What happened to their family in 1984 should have made Rachel love her son even more, but it didn’t. It was like she’d lost her ability to love—until Jacob was born. By then, she and Rob had developed a relationship that was perfectly nice, but it was like that dreadful carob chocolate. As soon as you tasted it, you knew that it was just a wrong, sad imitation. So Rob had every right to take Jacob away from her. She deserved it for not loving him enough. This was her penance. Two hundred Hail Marys and your grandson goes to New York. There was always a price, and Rachel always had to pay it in full. No discounts. Just like she’d paid for her mistake in 1984.
Rob was making Jacob giggle now. Wrestling with him, probably, hanging him upside down by his ankles, the same way Ed used to wrestle with him.
“Here comes the . . . TICKLE MONSTER!” cried Rob.
Peal after peal of Jacob’s laughter floated into the room like streams of bubbles, and Rachel and Lauren both laughed together. It was irresistible, like they were being tickled themselves. Their eyes met across the table, and at that instant, Rachel’s laughter turned into a sob.
“Oh, Rachel.” Lauren half rose from her seat and reached out a perfectly manicured hand. (She had a manicure, a pedicure and a massage every third Saturday. She called it “Lauren time.” Rob brought Jacob over to Rachel’s place whenever it was “Lauren time,” and they walked to the park on the corner and ate egg sandwiches.) “I’m so sorry. I know how much you’ll miss Jacob, but—”
Rachel took a deep, shaky breath and pulled herself together with all the strength that she had, as if she were heaving herself back up from a cliff edge.
“Don’t be silly,” she said so sharply that Lauren flinched and dropped back into her seat. “I’ll be fine. This is a wonderful opportunity for you all.”
She began stacking their dessert plates, roughly scraping leftover Sara Lee into a messy, unappealing pile of food.
“By the way,” she said, just before she left the room. “That child needs a haircut.”
FOUR
John-Paul?
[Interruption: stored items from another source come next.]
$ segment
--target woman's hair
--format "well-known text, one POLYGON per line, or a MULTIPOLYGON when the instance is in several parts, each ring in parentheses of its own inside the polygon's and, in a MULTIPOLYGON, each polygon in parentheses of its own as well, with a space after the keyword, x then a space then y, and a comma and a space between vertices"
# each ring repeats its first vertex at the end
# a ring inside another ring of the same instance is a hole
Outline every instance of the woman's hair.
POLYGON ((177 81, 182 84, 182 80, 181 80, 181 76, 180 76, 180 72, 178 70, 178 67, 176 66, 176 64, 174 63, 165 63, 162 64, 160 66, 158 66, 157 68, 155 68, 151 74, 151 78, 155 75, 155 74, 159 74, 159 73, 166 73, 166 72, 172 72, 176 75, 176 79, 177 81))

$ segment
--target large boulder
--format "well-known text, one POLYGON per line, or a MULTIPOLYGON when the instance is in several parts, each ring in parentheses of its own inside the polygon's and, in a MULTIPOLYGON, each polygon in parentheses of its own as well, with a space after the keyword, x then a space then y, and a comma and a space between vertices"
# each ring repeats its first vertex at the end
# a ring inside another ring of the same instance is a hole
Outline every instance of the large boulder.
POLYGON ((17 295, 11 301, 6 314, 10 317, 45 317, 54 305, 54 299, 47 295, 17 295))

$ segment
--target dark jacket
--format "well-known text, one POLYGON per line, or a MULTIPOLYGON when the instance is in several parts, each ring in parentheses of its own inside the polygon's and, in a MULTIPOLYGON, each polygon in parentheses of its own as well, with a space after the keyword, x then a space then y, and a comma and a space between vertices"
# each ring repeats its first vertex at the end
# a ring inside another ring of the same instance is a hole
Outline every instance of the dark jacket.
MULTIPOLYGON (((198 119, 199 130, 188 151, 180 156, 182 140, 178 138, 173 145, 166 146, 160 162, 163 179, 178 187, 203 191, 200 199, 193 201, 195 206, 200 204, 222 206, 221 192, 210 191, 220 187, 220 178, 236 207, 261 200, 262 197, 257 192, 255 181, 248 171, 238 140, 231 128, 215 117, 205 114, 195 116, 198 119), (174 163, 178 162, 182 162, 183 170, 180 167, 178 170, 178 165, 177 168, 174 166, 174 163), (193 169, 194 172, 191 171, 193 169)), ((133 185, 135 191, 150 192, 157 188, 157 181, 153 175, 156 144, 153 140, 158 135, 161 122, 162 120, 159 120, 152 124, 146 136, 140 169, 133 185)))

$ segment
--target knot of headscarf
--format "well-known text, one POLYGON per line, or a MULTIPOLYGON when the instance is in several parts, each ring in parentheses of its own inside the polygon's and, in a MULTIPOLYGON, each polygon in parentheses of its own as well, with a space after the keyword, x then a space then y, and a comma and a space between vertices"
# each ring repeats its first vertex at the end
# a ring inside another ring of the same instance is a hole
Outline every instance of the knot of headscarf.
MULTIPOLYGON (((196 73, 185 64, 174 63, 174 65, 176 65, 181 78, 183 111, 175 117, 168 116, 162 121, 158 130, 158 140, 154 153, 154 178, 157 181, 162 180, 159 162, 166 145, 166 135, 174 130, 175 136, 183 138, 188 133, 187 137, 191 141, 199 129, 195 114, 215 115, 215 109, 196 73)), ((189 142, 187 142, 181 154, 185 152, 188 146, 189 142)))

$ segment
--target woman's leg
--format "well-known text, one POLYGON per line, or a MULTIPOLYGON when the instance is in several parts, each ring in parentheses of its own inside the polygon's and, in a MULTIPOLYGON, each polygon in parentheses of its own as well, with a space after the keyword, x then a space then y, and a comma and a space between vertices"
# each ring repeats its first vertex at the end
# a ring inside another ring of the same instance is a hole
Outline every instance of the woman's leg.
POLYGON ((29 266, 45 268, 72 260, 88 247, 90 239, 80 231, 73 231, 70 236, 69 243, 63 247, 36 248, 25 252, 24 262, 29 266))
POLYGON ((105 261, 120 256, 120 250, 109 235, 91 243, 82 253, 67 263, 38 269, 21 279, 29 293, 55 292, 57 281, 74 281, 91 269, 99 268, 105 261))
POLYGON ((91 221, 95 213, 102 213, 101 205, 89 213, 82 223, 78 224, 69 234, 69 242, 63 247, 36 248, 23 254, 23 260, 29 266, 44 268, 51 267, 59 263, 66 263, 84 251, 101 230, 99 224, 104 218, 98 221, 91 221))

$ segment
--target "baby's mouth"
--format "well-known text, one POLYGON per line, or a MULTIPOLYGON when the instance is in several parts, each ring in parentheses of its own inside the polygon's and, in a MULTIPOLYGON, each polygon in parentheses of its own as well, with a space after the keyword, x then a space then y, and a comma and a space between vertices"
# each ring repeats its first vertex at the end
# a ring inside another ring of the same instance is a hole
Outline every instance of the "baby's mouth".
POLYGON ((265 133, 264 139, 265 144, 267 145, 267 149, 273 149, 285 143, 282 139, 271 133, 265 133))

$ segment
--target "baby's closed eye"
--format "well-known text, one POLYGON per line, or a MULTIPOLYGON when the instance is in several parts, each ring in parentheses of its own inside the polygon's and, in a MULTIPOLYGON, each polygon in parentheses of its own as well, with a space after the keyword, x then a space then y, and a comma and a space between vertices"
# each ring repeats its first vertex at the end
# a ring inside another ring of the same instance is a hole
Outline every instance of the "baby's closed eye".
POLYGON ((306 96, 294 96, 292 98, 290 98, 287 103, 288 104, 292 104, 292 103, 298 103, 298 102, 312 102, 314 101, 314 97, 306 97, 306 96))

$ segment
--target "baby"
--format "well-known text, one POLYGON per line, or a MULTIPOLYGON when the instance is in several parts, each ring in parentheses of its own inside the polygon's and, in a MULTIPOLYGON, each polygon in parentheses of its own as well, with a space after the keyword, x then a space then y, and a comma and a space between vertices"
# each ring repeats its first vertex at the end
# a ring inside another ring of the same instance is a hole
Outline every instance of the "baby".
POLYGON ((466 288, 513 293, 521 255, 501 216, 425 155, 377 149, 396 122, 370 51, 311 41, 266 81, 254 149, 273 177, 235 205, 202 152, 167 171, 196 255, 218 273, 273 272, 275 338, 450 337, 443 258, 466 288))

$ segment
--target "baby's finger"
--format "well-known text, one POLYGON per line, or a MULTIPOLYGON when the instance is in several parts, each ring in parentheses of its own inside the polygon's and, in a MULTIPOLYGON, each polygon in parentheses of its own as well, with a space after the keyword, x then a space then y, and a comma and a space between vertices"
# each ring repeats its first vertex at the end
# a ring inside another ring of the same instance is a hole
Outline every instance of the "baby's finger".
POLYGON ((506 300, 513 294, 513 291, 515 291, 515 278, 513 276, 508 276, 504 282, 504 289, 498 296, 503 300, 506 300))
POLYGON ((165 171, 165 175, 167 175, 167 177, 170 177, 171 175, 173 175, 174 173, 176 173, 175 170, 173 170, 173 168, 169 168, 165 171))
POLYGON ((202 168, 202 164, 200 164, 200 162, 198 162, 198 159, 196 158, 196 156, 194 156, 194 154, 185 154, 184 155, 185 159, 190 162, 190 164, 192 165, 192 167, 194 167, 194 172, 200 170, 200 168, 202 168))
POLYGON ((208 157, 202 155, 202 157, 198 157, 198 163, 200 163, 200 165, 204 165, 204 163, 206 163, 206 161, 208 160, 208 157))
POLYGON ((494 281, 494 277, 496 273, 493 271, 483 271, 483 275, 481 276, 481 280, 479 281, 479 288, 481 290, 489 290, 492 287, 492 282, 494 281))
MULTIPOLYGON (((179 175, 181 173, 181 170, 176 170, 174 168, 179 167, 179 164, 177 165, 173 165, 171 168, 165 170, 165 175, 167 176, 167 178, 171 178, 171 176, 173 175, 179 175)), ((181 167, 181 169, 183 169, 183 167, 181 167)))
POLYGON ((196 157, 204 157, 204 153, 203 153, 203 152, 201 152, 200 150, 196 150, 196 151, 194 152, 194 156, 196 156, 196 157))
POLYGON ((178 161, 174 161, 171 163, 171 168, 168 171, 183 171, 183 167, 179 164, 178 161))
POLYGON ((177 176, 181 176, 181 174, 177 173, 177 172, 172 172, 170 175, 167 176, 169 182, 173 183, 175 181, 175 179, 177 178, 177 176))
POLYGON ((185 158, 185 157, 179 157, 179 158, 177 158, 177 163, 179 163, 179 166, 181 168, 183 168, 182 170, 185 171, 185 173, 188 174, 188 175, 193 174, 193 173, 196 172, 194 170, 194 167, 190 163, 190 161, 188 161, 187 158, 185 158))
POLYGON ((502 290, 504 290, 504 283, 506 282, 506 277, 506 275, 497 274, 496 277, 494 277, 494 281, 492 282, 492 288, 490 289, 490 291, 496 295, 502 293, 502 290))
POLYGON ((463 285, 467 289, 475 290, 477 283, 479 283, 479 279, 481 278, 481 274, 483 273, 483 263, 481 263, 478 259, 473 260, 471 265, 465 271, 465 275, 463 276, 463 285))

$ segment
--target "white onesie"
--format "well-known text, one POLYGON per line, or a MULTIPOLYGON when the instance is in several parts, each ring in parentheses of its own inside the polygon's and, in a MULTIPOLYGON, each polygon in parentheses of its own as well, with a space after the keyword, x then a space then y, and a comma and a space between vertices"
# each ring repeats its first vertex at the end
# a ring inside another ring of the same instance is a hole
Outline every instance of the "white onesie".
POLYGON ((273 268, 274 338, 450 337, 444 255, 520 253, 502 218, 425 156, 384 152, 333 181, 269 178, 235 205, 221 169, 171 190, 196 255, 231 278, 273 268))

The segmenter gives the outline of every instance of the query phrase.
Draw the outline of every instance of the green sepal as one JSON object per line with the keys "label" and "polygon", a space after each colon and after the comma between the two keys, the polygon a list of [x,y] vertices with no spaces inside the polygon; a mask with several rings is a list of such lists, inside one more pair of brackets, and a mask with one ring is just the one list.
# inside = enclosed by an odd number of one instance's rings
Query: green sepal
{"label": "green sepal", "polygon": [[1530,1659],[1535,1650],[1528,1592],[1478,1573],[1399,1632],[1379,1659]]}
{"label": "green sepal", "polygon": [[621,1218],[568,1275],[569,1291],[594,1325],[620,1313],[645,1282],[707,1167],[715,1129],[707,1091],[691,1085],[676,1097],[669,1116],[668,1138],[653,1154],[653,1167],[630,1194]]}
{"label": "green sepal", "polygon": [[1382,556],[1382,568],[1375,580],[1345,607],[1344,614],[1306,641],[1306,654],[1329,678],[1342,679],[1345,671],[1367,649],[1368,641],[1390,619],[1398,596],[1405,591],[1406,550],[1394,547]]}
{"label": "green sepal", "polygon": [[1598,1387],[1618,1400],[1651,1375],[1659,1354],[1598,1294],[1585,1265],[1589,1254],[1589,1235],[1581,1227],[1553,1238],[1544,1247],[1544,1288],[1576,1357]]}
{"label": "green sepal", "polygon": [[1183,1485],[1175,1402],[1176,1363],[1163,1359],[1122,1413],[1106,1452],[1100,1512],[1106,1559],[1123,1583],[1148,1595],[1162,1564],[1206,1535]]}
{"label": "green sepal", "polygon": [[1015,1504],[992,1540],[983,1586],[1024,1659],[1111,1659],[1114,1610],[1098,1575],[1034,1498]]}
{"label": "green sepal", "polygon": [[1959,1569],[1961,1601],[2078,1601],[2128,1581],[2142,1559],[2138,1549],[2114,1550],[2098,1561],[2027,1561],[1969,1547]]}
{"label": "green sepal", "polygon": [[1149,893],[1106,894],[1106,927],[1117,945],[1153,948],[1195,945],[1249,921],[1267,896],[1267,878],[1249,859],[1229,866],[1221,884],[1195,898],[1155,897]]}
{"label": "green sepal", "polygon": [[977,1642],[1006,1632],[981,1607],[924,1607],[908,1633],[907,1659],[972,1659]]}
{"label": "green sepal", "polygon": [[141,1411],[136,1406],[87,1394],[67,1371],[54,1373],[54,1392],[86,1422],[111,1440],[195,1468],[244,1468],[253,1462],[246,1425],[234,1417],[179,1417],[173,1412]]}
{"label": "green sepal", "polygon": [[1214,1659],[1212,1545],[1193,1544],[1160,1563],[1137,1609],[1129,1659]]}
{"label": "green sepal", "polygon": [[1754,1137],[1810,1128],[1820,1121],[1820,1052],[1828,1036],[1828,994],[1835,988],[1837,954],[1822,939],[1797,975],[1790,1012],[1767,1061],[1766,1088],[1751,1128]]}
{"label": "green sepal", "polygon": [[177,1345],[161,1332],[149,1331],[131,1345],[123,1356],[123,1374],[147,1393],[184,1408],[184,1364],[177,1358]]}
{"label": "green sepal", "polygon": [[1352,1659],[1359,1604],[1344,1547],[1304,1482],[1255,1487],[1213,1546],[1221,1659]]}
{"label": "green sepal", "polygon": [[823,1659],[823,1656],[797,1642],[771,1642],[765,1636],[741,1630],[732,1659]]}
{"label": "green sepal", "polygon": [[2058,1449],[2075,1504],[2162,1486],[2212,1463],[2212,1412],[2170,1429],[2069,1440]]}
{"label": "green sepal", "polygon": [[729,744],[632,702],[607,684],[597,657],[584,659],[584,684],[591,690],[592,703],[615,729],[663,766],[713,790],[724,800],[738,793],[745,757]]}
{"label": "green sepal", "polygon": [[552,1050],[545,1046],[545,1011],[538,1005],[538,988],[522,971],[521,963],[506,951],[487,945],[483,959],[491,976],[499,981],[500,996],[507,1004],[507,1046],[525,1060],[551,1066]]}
Are you there?”
Cecilia pressed the phone so hard to her ear that it hurt.
Finally he spoke. “Have you opened it?” His voice was thin and reedy, like a querulous old man in a nursing home.
“No,” said Cecilia. “You’re not dead, so I thought I’d better not.” She’d been trying for a flippant tone, but she sounded shrill, as if she were nagging him.
There was silence again. She heard someone with an American accent call out, “Sir! This way, sir!”
“Hello?” said Cecilia.
“Could you please not open it? Would you mind? I wrote it a long time ago, when Isabel was a baby, I think. It’s sort of embarrassing. I thought I’d lost it, actually. Where did you find it?”
He sounded self-conscious, as if he were talking to her in front of people he didn’t know that well.
“Are you with someone?” asked Cecilia.
“No. I’m just having breakfast here in the hotel restaurant.”
“I found it when I was in the attic, looking for my piece of the Berlin . . . Anyway, I knocked over one of your shoe boxes, and there it was.”
“I must have been doing my taxes around the same time I wrote it,” said John-Paul. “What an idiot. I remember I looked and looked for it. I thought I was losing my mind. I couldn’t believe I would lose . . .” His voice faded. “Well.”
He sounded so contrite, so full of what seemed like over-the-top remorse.